NFC: what the RSA security breach should teach every techy

Quite a reaction last week when the news broke about the RSA SecureID breach. Someone may now know how to compromise two-factor tokens.
Technology isn't everything. RSA should tell us that!
Whilst every villain knows how to work around two-factor authentication anyway, the exposure of the underlying algorithm should have been viewed as inevitable. Before I’m castigated for saying this, let me explain…

The inherent weakness in every technology

RSA’s SecureID has secured corporate remote system access for over 15 years. The technology generates one time pass-code to replace passwords.

The pass-code appears on a small token held by the user, allowing login access. But every computer scientist knows such pass-codes are never “one-time”.

All computers work digitally. they perform in steps and sequenced operations. However random the numbers seem, they’ll ultimately repeat by their very nature. Early RSA tokens only generated unique codes for five 5 years before repetition.

The attack and successful breach that exposed the RSA algorithm is not good, but its more a disaster for RSA’s marketing department than its overall security. SecureID merely demonstrates the limiting factor of all security hardware.

And that is any technology can be broken quicker than it can be developed.

What NFC needs to learn from RSA’s experience

NFC places all its security eggs into one tiny basket called the Secure Element. This is the central powerhouse of its security model. Experts say now – as they did with SecureID – its impenetrable and safe.
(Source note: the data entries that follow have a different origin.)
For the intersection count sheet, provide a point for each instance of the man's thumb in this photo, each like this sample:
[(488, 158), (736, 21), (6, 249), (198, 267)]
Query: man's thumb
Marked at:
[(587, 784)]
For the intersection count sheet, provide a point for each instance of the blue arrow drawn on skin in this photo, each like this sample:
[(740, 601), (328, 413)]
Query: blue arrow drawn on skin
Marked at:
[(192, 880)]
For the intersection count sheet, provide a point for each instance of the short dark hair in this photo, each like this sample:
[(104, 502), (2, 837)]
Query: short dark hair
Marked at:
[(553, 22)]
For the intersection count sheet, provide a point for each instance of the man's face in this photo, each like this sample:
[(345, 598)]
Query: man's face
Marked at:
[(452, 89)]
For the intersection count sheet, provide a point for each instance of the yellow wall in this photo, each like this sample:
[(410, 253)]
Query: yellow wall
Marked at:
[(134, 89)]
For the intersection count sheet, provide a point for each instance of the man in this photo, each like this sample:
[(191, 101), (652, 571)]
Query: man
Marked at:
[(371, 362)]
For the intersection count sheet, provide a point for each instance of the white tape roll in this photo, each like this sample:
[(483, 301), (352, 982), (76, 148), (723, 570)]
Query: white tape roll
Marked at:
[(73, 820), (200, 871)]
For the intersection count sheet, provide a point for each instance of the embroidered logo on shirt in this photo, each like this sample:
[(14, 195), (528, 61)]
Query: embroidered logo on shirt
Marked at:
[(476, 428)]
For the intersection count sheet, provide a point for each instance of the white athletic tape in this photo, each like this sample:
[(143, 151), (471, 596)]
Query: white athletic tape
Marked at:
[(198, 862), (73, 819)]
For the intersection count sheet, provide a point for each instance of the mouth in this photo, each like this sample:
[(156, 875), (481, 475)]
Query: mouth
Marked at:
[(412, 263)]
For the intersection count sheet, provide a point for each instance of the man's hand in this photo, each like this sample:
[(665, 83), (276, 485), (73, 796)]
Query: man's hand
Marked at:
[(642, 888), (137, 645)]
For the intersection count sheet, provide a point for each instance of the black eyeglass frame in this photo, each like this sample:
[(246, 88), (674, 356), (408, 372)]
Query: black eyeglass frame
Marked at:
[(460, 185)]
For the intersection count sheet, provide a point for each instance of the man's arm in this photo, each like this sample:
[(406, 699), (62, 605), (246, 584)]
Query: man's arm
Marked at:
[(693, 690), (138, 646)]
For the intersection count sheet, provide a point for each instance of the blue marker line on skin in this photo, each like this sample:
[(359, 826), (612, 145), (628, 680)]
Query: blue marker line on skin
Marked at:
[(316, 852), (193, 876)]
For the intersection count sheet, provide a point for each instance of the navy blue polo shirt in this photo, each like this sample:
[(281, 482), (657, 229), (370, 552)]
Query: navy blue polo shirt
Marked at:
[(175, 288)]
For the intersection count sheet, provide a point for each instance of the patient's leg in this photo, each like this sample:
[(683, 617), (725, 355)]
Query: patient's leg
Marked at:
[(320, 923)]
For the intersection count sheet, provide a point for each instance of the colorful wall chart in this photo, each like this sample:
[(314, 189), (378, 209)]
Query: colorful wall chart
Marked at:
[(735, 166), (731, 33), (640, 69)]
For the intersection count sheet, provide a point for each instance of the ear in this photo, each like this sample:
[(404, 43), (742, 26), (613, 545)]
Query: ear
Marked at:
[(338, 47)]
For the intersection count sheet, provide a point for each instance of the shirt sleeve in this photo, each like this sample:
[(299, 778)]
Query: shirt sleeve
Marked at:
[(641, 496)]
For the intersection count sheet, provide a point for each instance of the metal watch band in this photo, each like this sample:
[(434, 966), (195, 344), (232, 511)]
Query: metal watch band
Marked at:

But they’re ignoring, driven as they are by the marketing rush to be first to market, that there is someone just as clever as them working on breaking NFC.

When that happens, it won’t just be some minor corporate headache for some road-warrior sales guy or travelling exec, it could expose the bank accounts of many affluent bank customers with latest generation NFC-enabled smartphones.

Somebody needs to grab hold of the collars of the techies and hold them back. We need strong back-end systems in place to properly manage the risk.

Because breaking NFC or breaching the design systems is just a matter of time.